Raramente se ne vanno i “migliori”, come si dice e si scrive, ma nel caso di Osvaldo Bagnoli, vale due volte: come allenatore e, soprattutto, come persona. Un uomo perbene, raccontano le persone che lo hanno conosciuto e hanno apprezzato la sua profonda umanità. Simbolo di un’altra epoca, del calcio “pane e salame”, definizione di un fuoriclasse del giornalismo come Gianni Mura, amico ed estimatore di Bagnoli.
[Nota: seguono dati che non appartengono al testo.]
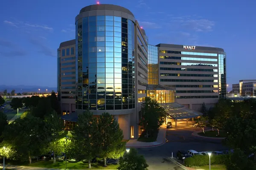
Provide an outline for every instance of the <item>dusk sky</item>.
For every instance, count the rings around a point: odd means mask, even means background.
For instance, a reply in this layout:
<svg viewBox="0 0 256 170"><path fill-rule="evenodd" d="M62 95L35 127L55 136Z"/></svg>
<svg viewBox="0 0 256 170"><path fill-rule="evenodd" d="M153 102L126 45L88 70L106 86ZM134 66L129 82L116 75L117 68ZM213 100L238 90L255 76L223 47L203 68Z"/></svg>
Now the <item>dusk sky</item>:
<svg viewBox="0 0 256 170"><path fill-rule="evenodd" d="M57 49L75 38L75 18L95 0L2 0L0 85L57 86ZM224 48L227 83L256 79L256 1L101 0L130 10L149 43ZM253 52L254 51L254 52Z"/></svg>

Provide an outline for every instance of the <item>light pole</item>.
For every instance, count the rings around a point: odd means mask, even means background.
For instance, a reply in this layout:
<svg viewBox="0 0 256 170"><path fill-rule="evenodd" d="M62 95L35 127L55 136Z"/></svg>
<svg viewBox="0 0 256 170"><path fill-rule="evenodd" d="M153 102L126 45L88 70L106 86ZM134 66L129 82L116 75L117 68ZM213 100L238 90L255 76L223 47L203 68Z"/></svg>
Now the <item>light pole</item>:
<svg viewBox="0 0 256 170"><path fill-rule="evenodd" d="M212 153L208 153L209 155L209 170L211 170L211 154Z"/></svg>
<svg viewBox="0 0 256 170"><path fill-rule="evenodd" d="M67 169L67 139L68 138L68 136L67 135L66 136L66 169Z"/></svg>

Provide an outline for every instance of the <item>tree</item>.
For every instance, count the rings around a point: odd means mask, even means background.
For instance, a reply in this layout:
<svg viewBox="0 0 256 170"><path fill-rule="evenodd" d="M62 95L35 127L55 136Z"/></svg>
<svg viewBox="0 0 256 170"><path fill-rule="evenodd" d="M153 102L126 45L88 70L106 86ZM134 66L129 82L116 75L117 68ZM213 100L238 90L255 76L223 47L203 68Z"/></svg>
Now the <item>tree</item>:
<svg viewBox="0 0 256 170"><path fill-rule="evenodd" d="M99 116L97 126L99 133L97 138L100 139L97 144L99 153L100 157L104 159L104 165L106 167L107 158L114 157L113 153L117 152L114 151L122 143L122 131L119 128L117 121L108 113L103 113ZM124 152L124 150L122 151Z"/></svg>
<svg viewBox="0 0 256 170"><path fill-rule="evenodd" d="M32 115L43 119L45 116L52 113L53 109L51 106L50 100L46 97L41 98L36 107L32 109Z"/></svg>
<svg viewBox="0 0 256 170"><path fill-rule="evenodd" d="M195 122L196 127L199 127L203 130L204 133L204 128L207 125L208 118L206 116L200 117L198 120Z"/></svg>
<svg viewBox="0 0 256 170"><path fill-rule="evenodd" d="M49 143L48 150L53 151L53 163L56 162L56 155L64 152L65 147L63 138L67 133L64 130L64 126L60 116L54 110L48 114L44 119L45 131L48 134Z"/></svg>
<svg viewBox="0 0 256 170"><path fill-rule="evenodd" d="M206 106L205 106L205 103L204 103L204 102L202 105L202 108L201 108L201 113L203 113L203 115L206 116L207 114L207 109L206 108Z"/></svg>
<svg viewBox="0 0 256 170"><path fill-rule="evenodd" d="M1 96L0 96L0 105L3 104L5 102L5 100Z"/></svg>
<svg viewBox="0 0 256 170"><path fill-rule="evenodd" d="M166 114L157 102L149 97L146 98L142 105L141 112L142 119L139 125L146 130L148 137L149 133L157 130L163 125Z"/></svg>
<svg viewBox="0 0 256 170"><path fill-rule="evenodd" d="M128 153L125 153L119 160L119 170L147 170L148 165L143 155L138 155L138 151L131 148Z"/></svg>
<svg viewBox="0 0 256 170"><path fill-rule="evenodd" d="M0 142L2 141L1 136L6 126L8 125L7 116L2 111L0 111Z"/></svg>
<svg viewBox="0 0 256 170"><path fill-rule="evenodd" d="M91 161L97 155L97 142L101 141L97 136L97 122L93 113L85 111L78 116L77 125L71 132L71 141L76 155L88 161L88 168L91 168Z"/></svg>
<svg viewBox="0 0 256 170"><path fill-rule="evenodd" d="M3 133L4 142L12 146L19 156L18 159L28 158L31 164L32 156L41 153L48 140L43 121L28 116L16 119L7 128Z"/></svg>
<svg viewBox="0 0 256 170"><path fill-rule="evenodd" d="M233 153L227 156L225 162L227 170L254 170L256 167L239 149L235 150Z"/></svg>
<svg viewBox="0 0 256 170"><path fill-rule="evenodd" d="M12 100L10 104L11 107L14 110L17 109L18 113L19 109L22 108L23 104L22 103L22 98L15 97Z"/></svg>
<svg viewBox="0 0 256 170"><path fill-rule="evenodd" d="M12 96L15 95L15 90L12 90L12 91L11 91L11 94Z"/></svg>
<svg viewBox="0 0 256 170"><path fill-rule="evenodd" d="M3 95L6 96L7 95L7 90L6 89L3 91Z"/></svg>

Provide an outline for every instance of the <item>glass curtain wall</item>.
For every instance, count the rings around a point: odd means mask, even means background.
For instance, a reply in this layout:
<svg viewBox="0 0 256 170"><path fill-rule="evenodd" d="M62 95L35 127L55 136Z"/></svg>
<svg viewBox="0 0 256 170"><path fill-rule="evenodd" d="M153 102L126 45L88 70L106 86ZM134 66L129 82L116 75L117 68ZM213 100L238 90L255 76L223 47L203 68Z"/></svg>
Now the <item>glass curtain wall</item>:
<svg viewBox="0 0 256 170"><path fill-rule="evenodd" d="M158 84L158 48L148 45L148 83L149 85Z"/></svg>
<svg viewBox="0 0 256 170"><path fill-rule="evenodd" d="M225 98L227 89L226 79L226 53L224 52L218 52L218 65L219 98Z"/></svg>
<svg viewBox="0 0 256 170"><path fill-rule="evenodd" d="M113 16L76 23L78 45L76 108L134 108L134 24Z"/></svg>

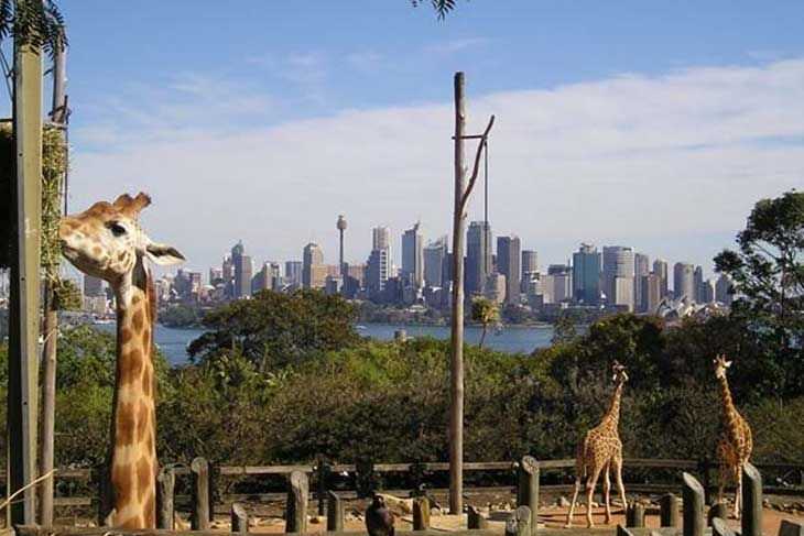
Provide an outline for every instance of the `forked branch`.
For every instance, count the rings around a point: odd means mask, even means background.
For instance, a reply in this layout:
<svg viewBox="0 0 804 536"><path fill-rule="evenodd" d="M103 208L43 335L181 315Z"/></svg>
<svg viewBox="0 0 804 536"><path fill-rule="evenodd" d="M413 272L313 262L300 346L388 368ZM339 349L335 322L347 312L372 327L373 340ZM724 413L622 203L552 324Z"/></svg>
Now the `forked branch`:
<svg viewBox="0 0 804 536"><path fill-rule="evenodd" d="M489 118L489 124L486 125L486 130L480 135L480 143L477 145L477 152L475 153L475 167L471 171L471 176L469 177L469 184L466 187L466 190L464 192L464 196L460 198L460 206L458 207L458 214L461 218L464 218L466 204L469 200L469 196L471 195L471 190L475 188L475 183L477 182L478 173L480 172L480 156L482 155L482 152L486 150L486 143L489 138L489 132L491 132L491 127L495 124L495 116L491 116Z"/></svg>

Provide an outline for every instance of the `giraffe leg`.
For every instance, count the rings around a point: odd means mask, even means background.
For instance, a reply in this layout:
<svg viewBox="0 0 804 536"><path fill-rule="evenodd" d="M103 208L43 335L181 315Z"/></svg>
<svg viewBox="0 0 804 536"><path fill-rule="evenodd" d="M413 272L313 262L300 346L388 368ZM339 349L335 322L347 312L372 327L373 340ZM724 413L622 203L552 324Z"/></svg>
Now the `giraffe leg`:
<svg viewBox="0 0 804 536"><path fill-rule="evenodd" d="M567 512L567 524L566 528L573 526L573 515L575 515L575 503L578 500L578 492L580 491L580 477L575 477L575 492L573 492L573 502L569 504L569 512Z"/></svg>
<svg viewBox="0 0 804 536"><path fill-rule="evenodd" d="M595 486L601 469L596 467L589 474L589 480L586 481L586 526L589 528L595 526L595 522L591 519L591 496L595 494Z"/></svg>
<svg viewBox="0 0 804 536"><path fill-rule="evenodd" d="M740 518L740 500L742 499L742 468L737 467L737 474L735 480L737 481L737 491L735 492L735 518Z"/></svg>
<svg viewBox="0 0 804 536"><path fill-rule="evenodd" d="M609 475L610 464L604 470L604 502L606 503L606 524L611 523L611 478Z"/></svg>
<svg viewBox="0 0 804 536"><path fill-rule="evenodd" d="M620 501L622 501L622 512L626 512L628 510L628 501L626 500L626 486L622 485L622 456L617 456L613 460L613 464L617 489L620 492Z"/></svg>

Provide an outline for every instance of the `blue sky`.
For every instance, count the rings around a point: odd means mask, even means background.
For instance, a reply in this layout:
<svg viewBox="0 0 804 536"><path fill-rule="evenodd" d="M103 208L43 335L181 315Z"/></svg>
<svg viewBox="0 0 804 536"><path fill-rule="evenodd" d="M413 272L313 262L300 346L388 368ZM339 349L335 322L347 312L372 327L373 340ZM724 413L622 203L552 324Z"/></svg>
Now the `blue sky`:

Le origini operaie sono state la rotta della vita del maestro Osvaldo: era nato alla Bovisa, quartiere nella parte settentrionale di Milano, dove è ambientato l’unico romanzo di Ermanno Olmi. Area industriale, la fabbrica più importante in attività è stata la Montecatini. Oggi, convertita alla modernità, ospita una sede del Politecnico di Milano. Il papà, Aristide, era cremonese. La mamma, Vittoria Sperduti, romana.

Bagnoli comincia a giocare nell’Ausonia 1931, ruolo centrocampista e vince il titolo di campione lombardo, categoria Allievi. Il trasferimento al Milan, nel 1955, pagato 75mila lire, fa decollare la carriera. Utilizzato inizialmente come ala destra, ma poi riportato nella posizione abituale, rimane in rossonero due stagioni, in tempo per conquistare la Coppa Latina e uno scudetto. In Europa, firma due gol, al Benfica e all’Atletico Madrid. Nel 1957, il trasferimento a Verona, città che era nel suo destino, poi Udinese, Catanzaro, Spal e nel 1967 il ritorno a Udine. Un incidente stradale lo spinge a pensare al ritiro, per impiegarsi alla Mondadori, ma ci ripensa e va a Verbania, in Serie C, dove chiude la carriera a 38 anni e dove, sdoppiandosi come giocatore-allenatore, ha già intrapreso la strada della panchina.